Thursday 9 February 2012

ROTW, Week 6 - Shrimp Quinoa Salad

Is it week 6 already?  Crazy.  And crazy is just what my life has become these days, so while I will do my best to keep up with the recipes, the rest of life blogging is rapidly falling by the wayside.  But here goes.

I was inspired to make this salad after an uh-MAZING salad I had at Sweetgreen last week.  The ladies I was with know that I was unreasonably obsessed with it, and insisted on wolfing down every last bite before we could leave.  This salad was not as good (but could have been!  Next time I make it, because I know I will, I will make sure I have some key ingredients on hand, and it will be blow-your-mind good.) but as a perfectly acceptable weeknight supper, it was still a success.  And reasonably healthy to boot.

It is possible I totally forgot to photograph this before I just dove in.  Please forgive me my lame photo this week.


Shrimp Quinoa Salad (for 2, with leftovers)
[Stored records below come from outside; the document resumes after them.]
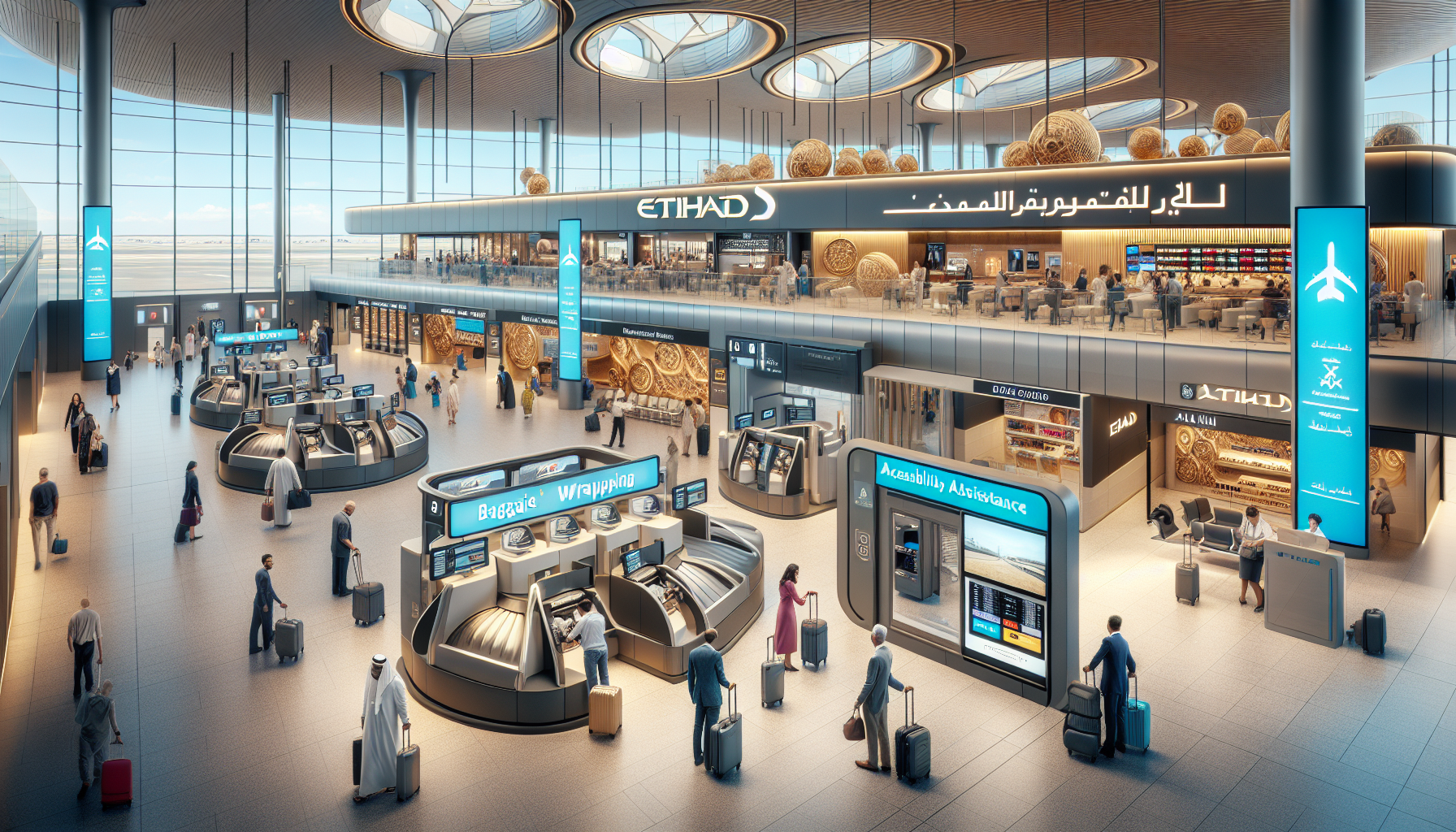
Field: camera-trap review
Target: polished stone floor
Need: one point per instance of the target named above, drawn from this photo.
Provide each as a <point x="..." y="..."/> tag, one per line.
<point x="1251" y="730"/>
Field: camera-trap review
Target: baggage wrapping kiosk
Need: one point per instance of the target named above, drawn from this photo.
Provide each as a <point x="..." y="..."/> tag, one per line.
<point x="507" y="552"/>
<point x="336" y="444"/>
<point x="967" y="566"/>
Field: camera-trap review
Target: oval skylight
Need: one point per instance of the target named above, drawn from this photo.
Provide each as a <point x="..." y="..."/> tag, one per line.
<point x="845" y="70"/>
<point x="1008" y="86"/>
<point x="683" y="46"/>
<point x="459" y="28"/>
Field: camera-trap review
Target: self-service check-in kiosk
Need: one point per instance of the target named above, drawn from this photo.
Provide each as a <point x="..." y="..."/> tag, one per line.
<point x="972" y="567"/>
<point x="507" y="551"/>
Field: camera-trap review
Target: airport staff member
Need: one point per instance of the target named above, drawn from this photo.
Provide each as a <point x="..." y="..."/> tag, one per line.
<point x="341" y="545"/>
<point x="874" y="700"/>
<point x="264" y="596"/>
<point x="84" y="640"/>
<point x="1120" y="668"/>
<point x="592" y="631"/>
<point x="705" y="677"/>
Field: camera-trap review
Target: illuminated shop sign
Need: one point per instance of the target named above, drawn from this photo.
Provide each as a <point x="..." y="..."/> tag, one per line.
<point x="1277" y="402"/>
<point x="1126" y="200"/>
<point x="698" y="206"/>
<point x="1331" y="367"/>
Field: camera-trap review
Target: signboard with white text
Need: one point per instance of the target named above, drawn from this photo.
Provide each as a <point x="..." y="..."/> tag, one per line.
<point x="1331" y="367"/>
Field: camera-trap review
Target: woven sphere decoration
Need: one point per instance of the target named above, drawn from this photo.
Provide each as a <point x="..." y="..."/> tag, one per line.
<point x="1229" y="119"/>
<point x="1018" y="154"/>
<point x="810" y="158"/>
<point x="1241" y="141"/>
<point x="760" y="167"/>
<point x="1395" y="134"/>
<point x="874" y="271"/>
<point x="1281" y="132"/>
<point x="1064" y="137"/>
<point x="1193" y="146"/>
<point x="877" y="162"/>
<point x="1146" y="143"/>
<point x="849" y="167"/>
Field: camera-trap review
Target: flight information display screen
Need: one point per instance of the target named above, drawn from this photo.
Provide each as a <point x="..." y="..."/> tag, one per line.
<point x="1005" y="608"/>
<point x="457" y="558"/>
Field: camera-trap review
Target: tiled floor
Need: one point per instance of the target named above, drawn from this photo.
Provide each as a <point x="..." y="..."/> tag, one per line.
<point x="1251" y="730"/>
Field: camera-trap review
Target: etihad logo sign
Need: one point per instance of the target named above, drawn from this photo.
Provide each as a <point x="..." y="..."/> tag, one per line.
<point x="727" y="206"/>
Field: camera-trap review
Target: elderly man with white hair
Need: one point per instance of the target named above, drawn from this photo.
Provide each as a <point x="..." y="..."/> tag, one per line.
<point x="874" y="700"/>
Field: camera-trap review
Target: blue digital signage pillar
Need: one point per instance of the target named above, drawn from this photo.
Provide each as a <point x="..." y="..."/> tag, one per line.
<point x="97" y="260"/>
<point x="1331" y="367"/>
<point x="568" y="317"/>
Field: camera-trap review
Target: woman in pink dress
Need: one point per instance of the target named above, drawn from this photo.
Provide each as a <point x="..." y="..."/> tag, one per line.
<point x="786" y="627"/>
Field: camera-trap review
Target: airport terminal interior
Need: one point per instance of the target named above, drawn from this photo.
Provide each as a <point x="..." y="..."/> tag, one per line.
<point x="1008" y="337"/>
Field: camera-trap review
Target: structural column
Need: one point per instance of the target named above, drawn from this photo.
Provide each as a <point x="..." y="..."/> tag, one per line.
<point x="281" y="200"/>
<point x="548" y="145"/>
<point x="925" y="130"/>
<point x="410" y="82"/>
<point x="95" y="106"/>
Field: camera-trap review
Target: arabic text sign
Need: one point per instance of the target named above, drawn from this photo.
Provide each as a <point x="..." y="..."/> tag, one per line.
<point x="1331" y="312"/>
<point x="97" y="283"/>
<point x="980" y="496"/>
<point x="552" y="496"/>
<point x="568" y="301"/>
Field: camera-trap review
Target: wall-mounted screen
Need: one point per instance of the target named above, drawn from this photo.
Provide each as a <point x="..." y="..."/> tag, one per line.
<point x="689" y="494"/>
<point x="1005" y="605"/>
<point x="459" y="558"/>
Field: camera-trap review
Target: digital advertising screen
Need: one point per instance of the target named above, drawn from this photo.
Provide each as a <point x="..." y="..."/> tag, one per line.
<point x="97" y="260"/>
<point x="1005" y="608"/>
<point x="568" y="301"/>
<point x="459" y="558"/>
<point x="1331" y="370"/>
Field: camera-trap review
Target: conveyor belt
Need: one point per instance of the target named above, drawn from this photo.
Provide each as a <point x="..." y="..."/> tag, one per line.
<point x="705" y="586"/>
<point x="492" y="633"/>
<point x="735" y="558"/>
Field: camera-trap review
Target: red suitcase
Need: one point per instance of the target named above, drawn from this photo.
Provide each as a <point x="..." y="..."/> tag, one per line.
<point x="115" y="782"/>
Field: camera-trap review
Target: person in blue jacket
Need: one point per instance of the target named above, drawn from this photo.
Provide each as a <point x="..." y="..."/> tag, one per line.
<point x="1120" y="668"/>
<point x="705" y="677"/>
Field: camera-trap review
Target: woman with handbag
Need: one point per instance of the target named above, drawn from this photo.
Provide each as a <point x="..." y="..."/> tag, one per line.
<point x="191" y="503"/>
<point x="283" y="479"/>
<point x="1253" y="534"/>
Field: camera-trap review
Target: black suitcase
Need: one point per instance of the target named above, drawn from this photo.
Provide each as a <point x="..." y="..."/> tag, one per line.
<point x="772" y="677"/>
<point x="369" y="598"/>
<point x="288" y="639"/>
<point x="814" y="637"/>
<point x="724" y="749"/>
<point x="912" y="745"/>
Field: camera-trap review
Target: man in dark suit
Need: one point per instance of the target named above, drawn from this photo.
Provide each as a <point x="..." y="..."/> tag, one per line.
<point x="341" y="545"/>
<point x="1120" y="668"/>
<point x="264" y="596"/>
<point x="705" y="679"/>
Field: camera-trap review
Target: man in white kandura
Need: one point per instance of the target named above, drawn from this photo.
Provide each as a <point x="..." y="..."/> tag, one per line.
<point x="283" y="479"/>
<point x="384" y="710"/>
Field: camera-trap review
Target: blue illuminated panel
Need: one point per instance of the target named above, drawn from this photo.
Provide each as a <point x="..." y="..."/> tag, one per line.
<point x="1331" y="366"/>
<point x="97" y="283"/>
<point x="568" y="301"/>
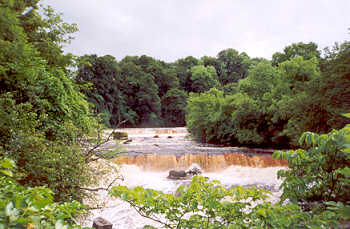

15 or so shrimp, large (21-30 per lb is great) (I use frozen - yay Costco!.)
1 cup quinoa, dry
2 cups chicken/vegetable stock, or water
3 tbsp olive oil
2 shallots or one red onion, diced
4 cloves garlic (I like garlic.) minced
1 yellow squash or zucchini, chopped to roughly 1/2" pieces
handful butter lettuce
1/2 cup cherry tomatoes, cut in half
1/2 cup feta cheese, crumbled or cubed
1 avocado
1 lemon
salt and pepper to taste

*I cannot for the life of me now remember if I used bacon, or didn't.  I am going to assume I did not, and that that was why this salad was not quite as epic at the Sweetgreen one.*

If like me you used frozen shrimp, defrost them.  In either case, peel them, clean as necessary, and pat dry with paper towel.

In a medium saucepan, cook the quinoa according to its instructions.  I have found its pretty much exactly like rice: twice the liquid as grain, bring liquid to boil, add grain, turn to low, simmer for 20 minutes until fluffy and liquid is gone. Bam. (Sorry Emeril.)

In a saute pan, heat 2tbsp olive oil over medium, and saute the shallots.  After 3 or 4 minutes, add the garlic and coninue cooking until both the shallots and garlic are a light golden brown.  crank the heat up to medium high/high and add your squash pieces, stirring frequently to keep the garlic from burning.  Cook for 3-4 minutes, then remove the pan from the heat and add contents to the pot of quinoa.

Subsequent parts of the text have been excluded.